Christopher Neely here, still reflecting on a wild 2021 and wondering what 2022 has in store.
Last year began with a sobering national moment: The U.S Capitol Building was stormed and infiltrated by an antagonized mass of Trump supporters who believed, despite the election results, that Donald Trump should remain the president. The year closed with an unprecedented and controversial shift in the Central Coast’s political landscape as the redistricting process split up Monterey County into different congressional and state voting districts.
This morning, Congressman Jimmy Panetta and I discussed 2021’s bookends, what we’ve learned, and what they mean going forward. Part of our conversation is included below, edited for clarity and space.
Weekly: We're coming up on a solemn anniversary for the country: the January 6 storming of the Capitol. What did that day mean to you? And where's your head one year later?
Panetta: Tomorrow marks a very solemn and serious day not just for Congress, but for this country in the realization that one of our threats to our democracy is from within. We have a responsibility to look back a year ago and ensure that we can protect our democracy and protect our cathedral of democracy. That means putting certain protocols and technology in place to protect our Capitol.
We’ve done that. We in the House of Representatives have passed voting rights legislation to ensure that state legislatures creating laws that make it easier to overturn the will of the voters are not put into effect [this bill remains stuck in the Senate]. We need to also ensure all evidence is made apparent as to what exactly happened on Jan. 6 and not just hold accountable those who entered the Capitol but also those who prompted and motivated and did nothing, despite their responsibility to do something, during that attack.
It’s an important day to recognize, but based on that day, there are a hell of a lot of things we need to be doing to ensure it doesn’t happen again.
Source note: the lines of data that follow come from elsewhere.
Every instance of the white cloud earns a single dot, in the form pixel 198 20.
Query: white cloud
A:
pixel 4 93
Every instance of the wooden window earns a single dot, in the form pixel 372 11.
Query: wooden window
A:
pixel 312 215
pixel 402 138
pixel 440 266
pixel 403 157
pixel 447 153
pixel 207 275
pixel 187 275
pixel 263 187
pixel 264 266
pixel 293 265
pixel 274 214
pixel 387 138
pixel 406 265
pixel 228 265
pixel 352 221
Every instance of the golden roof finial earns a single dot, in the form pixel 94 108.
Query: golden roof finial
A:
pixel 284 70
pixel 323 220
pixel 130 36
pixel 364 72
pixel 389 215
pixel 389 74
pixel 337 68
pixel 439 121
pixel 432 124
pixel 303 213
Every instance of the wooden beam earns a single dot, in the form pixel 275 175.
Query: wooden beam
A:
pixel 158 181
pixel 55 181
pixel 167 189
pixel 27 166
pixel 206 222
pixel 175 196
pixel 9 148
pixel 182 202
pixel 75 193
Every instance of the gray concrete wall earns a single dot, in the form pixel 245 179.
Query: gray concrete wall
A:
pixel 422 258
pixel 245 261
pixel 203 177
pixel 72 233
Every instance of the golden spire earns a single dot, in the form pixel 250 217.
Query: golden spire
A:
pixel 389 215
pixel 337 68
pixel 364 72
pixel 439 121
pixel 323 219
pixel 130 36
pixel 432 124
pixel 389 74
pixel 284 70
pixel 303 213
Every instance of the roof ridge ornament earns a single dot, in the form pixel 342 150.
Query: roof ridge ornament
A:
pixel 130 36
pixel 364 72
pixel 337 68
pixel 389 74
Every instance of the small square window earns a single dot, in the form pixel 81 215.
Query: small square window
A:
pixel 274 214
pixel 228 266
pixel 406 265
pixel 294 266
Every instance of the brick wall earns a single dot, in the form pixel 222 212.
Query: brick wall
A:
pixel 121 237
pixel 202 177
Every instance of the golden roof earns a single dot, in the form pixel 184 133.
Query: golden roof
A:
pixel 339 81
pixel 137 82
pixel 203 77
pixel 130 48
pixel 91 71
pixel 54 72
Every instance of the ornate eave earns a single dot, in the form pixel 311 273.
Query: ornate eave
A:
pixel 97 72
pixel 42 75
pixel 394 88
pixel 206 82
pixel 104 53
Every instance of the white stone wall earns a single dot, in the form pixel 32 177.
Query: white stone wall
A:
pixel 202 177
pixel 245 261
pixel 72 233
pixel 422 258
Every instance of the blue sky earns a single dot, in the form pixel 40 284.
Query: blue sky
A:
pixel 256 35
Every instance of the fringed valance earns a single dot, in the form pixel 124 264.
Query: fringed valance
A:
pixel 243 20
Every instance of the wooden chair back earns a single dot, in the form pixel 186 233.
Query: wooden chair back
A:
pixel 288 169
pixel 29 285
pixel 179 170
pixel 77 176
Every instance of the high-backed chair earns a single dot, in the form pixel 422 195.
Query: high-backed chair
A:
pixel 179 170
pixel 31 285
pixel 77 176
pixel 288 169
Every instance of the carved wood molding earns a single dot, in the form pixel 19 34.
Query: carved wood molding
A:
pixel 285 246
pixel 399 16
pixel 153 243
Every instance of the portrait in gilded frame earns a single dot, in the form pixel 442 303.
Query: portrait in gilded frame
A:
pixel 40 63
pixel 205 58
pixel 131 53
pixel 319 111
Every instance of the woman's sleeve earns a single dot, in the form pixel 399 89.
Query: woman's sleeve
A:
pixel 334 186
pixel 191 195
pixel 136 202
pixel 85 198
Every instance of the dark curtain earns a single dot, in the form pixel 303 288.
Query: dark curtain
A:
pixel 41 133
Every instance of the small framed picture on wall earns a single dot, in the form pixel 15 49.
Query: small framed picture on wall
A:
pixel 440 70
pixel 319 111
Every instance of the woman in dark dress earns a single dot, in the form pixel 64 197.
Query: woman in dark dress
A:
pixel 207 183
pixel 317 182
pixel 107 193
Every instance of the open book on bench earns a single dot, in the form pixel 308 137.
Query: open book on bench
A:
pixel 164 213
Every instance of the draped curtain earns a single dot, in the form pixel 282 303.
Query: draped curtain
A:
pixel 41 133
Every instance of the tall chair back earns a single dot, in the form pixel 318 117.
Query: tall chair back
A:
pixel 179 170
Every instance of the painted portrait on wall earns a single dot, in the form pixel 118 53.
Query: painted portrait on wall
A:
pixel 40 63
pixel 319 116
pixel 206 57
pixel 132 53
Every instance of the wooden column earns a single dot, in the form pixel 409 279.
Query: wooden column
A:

Weekly: Is bipartisanship still an attainable goal?
Panetta: Definitely. It’s unfortunate that people turn on the news today and see the hyper-partisanship that emanates from both sides of the extremes in our parties, clearly on the Republican side more than our side.
But the press doesn’t show what I see in my everyday workings in our nation’s capital: that there are members of Congress, both Democrats and Republicans, who are actually there not to yell and scream and to flout mask mandates on the floor of the House of Representatives. There are actually representatives there from all over this country who understand what it takes to get stuff done, and that's building the relationships and building the trust necessary to do that. So I'm very, very proud of the House of Representatives and my work in the House of Representatives, knowing that there are members that I work with every day, every week, Republicans and Democrats, to get stuff done for the people of the Central Coast.
Weekly: Now that redistricting is over, your district looks much different than the one that elected you in 2020, much different than the one that elected your father. You’ve had some time to sit with the changes, what’s your reaction?
Panetta: Fortunately, the new 19th Congressional District still has the Central Coast at its heart…but I'm extremely disappointed in the fact that the [California Citizens Redistricting] Commission apparently did not listen to the hundreds of people who waited for hours on end to call in and express their concerns with splitting up the 20th Congressional District. Unfortunately, it was apparent to me that this commission was intent on creating a new district to the east—the 18th Congressional District—and in doing so, decided to manipulate the boundaries of this district to make that happen.
With that being said, it’s still the Central Coast and I hope to still be the Central Coast no representative in the 19th District.
Weekly: Sure, a lot is the same but, for the first time in at least 50 years, the congressman who represents the Monterey Peninsula won't represent the Salinas Valley. Does that change your priorities at all? Do you still want to remain on the Ag Committee?
Panetta: If you look at the new 19th Congressional District, I may not have the products but I’ll still have the people who live in this area, work in that area, and that will still be a priority for me because it will continue to be a major industry in the area.
People say to me, “You’ve done so much to become an agricultural representative.” Well, I am that representative because it’s my job. I grew up on a ranch but I don’t consider myself a farmer. I don’t do it because it’s my background, I do it because it’s my job as a congressional member to represent the number one industry of the 20th District, and that’s agriculture, by far. That’s why I've done the work I have in agriculture and on the Ag Committee with the Farm Bill.
And I will continue to do it because the Farm Bill is about food; the Ag Committee plays an important role beyond just handing out subsidies to row crops in the Midwest. It also provides for food assistance here on the Central Coast.
Weekly: Now that it’s over, where do you stand on this process of redistricting with the Citizens Redistricting Commission? Do you see room for improvement?
Panetta: I obviously support the independent commission. But I do believe that can be improved by ensuring that they have a better process to listen to and take into account and provide easier access for public comment. I do believe they need to ensure they have actual understanding of what a community of interest in the area they’re looking at actually is, and that might entail having someone on the commission that’s actually from this area, rather than just looking at a map and looking at numbers.